Le 2e chapitre de son livre intitulé, « Ni désobéissants, ni rebelles » montre comment ces arguments défensifs sont développés parallèlement au système du crime de lèse-majesté et à la définition du rebelle. Il y a donc deux niveaux de pensées, contraires, mais égaux, qui vivent ensemble dans le passé juridique médiéval et moderne.

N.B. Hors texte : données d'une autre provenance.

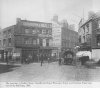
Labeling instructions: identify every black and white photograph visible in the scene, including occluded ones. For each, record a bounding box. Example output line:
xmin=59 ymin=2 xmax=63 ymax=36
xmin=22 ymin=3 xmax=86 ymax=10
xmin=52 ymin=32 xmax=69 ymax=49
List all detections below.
xmin=0 ymin=0 xmax=100 ymax=88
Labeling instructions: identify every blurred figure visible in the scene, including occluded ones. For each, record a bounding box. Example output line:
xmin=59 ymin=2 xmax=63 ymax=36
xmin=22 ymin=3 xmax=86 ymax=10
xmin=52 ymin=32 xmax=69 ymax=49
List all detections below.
xmin=41 ymin=54 xmax=43 ymax=66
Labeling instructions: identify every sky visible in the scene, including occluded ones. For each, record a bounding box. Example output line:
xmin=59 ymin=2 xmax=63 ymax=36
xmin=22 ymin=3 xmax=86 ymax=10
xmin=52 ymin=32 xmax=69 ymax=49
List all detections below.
xmin=0 ymin=0 xmax=100 ymax=30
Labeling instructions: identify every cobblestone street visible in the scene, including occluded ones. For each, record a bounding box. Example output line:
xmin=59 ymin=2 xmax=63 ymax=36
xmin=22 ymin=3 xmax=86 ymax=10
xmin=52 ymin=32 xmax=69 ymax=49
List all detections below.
xmin=0 ymin=62 xmax=100 ymax=82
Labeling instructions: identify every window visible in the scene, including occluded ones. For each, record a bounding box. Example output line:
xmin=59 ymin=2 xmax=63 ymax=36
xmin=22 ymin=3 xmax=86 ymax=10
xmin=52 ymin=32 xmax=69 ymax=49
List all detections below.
xmin=40 ymin=39 xmax=43 ymax=46
xmin=98 ymin=20 xmax=100 ymax=28
xmin=3 ymin=39 xmax=6 ymax=46
xmin=86 ymin=24 xmax=89 ymax=33
xmin=25 ymin=29 xmax=29 ymax=34
xmin=37 ymin=39 xmax=39 ymax=44
xmin=97 ymin=35 xmax=100 ymax=46
xmin=46 ymin=39 xmax=49 ymax=46
xmin=33 ymin=39 xmax=37 ymax=45
xmin=32 ymin=29 xmax=36 ymax=34
xmin=0 ymin=40 xmax=1 ymax=46
xmin=25 ymin=38 xmax=32 ymax=44
xmin=83 ymin=27 xmax=85 ymax=34
xmin=42 ymin=29 xmax=46 ymax=34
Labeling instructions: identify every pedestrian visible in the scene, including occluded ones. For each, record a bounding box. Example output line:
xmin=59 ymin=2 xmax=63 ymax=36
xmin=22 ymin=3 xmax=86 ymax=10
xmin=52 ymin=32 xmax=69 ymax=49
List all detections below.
xmin=41 ymin=55 xmax=43 ymax=66
xmin=59 ymin=58 xmax=61 ymax=65
xmin=48 ymin=57 xmax=50 ymax=64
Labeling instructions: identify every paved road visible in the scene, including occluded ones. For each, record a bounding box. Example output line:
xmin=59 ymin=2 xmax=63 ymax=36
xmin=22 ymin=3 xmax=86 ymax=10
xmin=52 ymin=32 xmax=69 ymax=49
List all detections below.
xmin=0 ymin=62 xmax=100 ymax=82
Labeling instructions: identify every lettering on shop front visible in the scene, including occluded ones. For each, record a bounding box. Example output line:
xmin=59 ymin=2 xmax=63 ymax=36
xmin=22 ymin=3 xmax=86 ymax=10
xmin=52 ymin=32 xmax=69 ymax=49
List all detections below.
xmin=23 ymin=22 xmax=52 ymax=28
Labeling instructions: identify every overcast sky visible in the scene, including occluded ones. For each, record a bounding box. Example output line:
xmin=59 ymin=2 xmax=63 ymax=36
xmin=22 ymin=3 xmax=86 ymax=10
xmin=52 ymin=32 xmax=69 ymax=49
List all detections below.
xmin=0 ymin=0 xmax=100 ymax=30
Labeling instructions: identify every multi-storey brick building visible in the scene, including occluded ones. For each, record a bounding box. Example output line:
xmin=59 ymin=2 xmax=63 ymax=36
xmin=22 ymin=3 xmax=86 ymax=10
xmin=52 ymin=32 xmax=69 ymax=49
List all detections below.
xmin=78 ymin=12 xmax=100 ymax=60
xmin=2 ymin=19 xmax=52 ymax=62
xmin=52 ymin=17 xmax=78 ymax=57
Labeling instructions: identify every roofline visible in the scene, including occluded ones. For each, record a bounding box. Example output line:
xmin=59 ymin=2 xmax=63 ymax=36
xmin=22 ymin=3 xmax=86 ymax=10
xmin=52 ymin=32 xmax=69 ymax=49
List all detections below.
xmin=81 ymin=17 xmax=100 ymax=27
xmin=2 ymin=25 xmax=15 ymax=31
xmin=21 ymin=20 xmax=52 ymax=24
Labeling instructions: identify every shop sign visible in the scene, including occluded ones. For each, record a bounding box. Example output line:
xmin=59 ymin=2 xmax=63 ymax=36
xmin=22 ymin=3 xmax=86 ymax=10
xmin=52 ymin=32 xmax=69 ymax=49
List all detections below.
xmin=13 ymin=53 xmax=20 ymax=57
xmin=23 ymin=22 xmax=52 ymax=28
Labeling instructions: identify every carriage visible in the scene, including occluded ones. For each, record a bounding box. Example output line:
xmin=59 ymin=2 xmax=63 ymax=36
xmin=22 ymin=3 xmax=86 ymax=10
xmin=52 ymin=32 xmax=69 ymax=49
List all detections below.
xmin=63 ymin=50 xmax=74 ymax=65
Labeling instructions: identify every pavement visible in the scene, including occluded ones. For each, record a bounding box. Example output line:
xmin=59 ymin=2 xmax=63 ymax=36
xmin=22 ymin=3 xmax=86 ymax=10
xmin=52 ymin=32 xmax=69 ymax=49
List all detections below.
xmin=0 ymin=62 xmax=100 ymax=82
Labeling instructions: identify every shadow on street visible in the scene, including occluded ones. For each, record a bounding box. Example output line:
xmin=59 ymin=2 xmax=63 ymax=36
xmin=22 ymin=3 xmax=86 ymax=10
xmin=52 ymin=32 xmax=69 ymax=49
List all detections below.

Le point de départ du raisonnement d’Angela de Benedictis est le voyage d’Henry VII en Italie en 1313, avec la promulgation des constitutions impériales de 1313 qui fondaient l’équivalence entre resistere et rebellare, ainsi que le texte du pape Clément V, qui s’opposait à Henry VII, et les commentaires que Bartolo a donné à la constitution impériale Qui sint rebellis. Dans cette reconstruction, il y a une sorte de droit de résistance écrit, dans lequel le droit est le sujet/objet de la recherche. De Benedictis trouve alors des cas similaires pour l’époque moderne : en 1407, les habitants de Trente ont séquestré le prince-évêque en l’accusant de malversations, Agen en 1514 ou encore Goncelin en 1539. La constante dans ces cas est qu’il y a toujours un juriste qui écrit après l’événement pour expliquer les origines de ces révoltes. Selon Angela de Benedictis, les idées sur l’existence des formes licites de résistance de la multitude sont communément répandues dans l’ensemble de la littérature jurisprudentielle du droit commun. Mais ces juristes qui analysent les événements ex post-facto font-ils référence à des bases communes ou s’appuient-ils sur la communis opinio qui veut qu’on peut se rebeller quand le seigneur est injuste pour le pousser à réparer l’injustice ? Les justifications ne sont-elles pas les mêmes sous toutes les latitudes ? Les conjurés ne se professent-ils pas fidèles serviteurs du souverain dans les quatre parties du monde ? Pourquoi les révoltés ne font pas référence au droit avant la prise d’armes, mais seulement et éventuellement après, se demande Marco Penzi.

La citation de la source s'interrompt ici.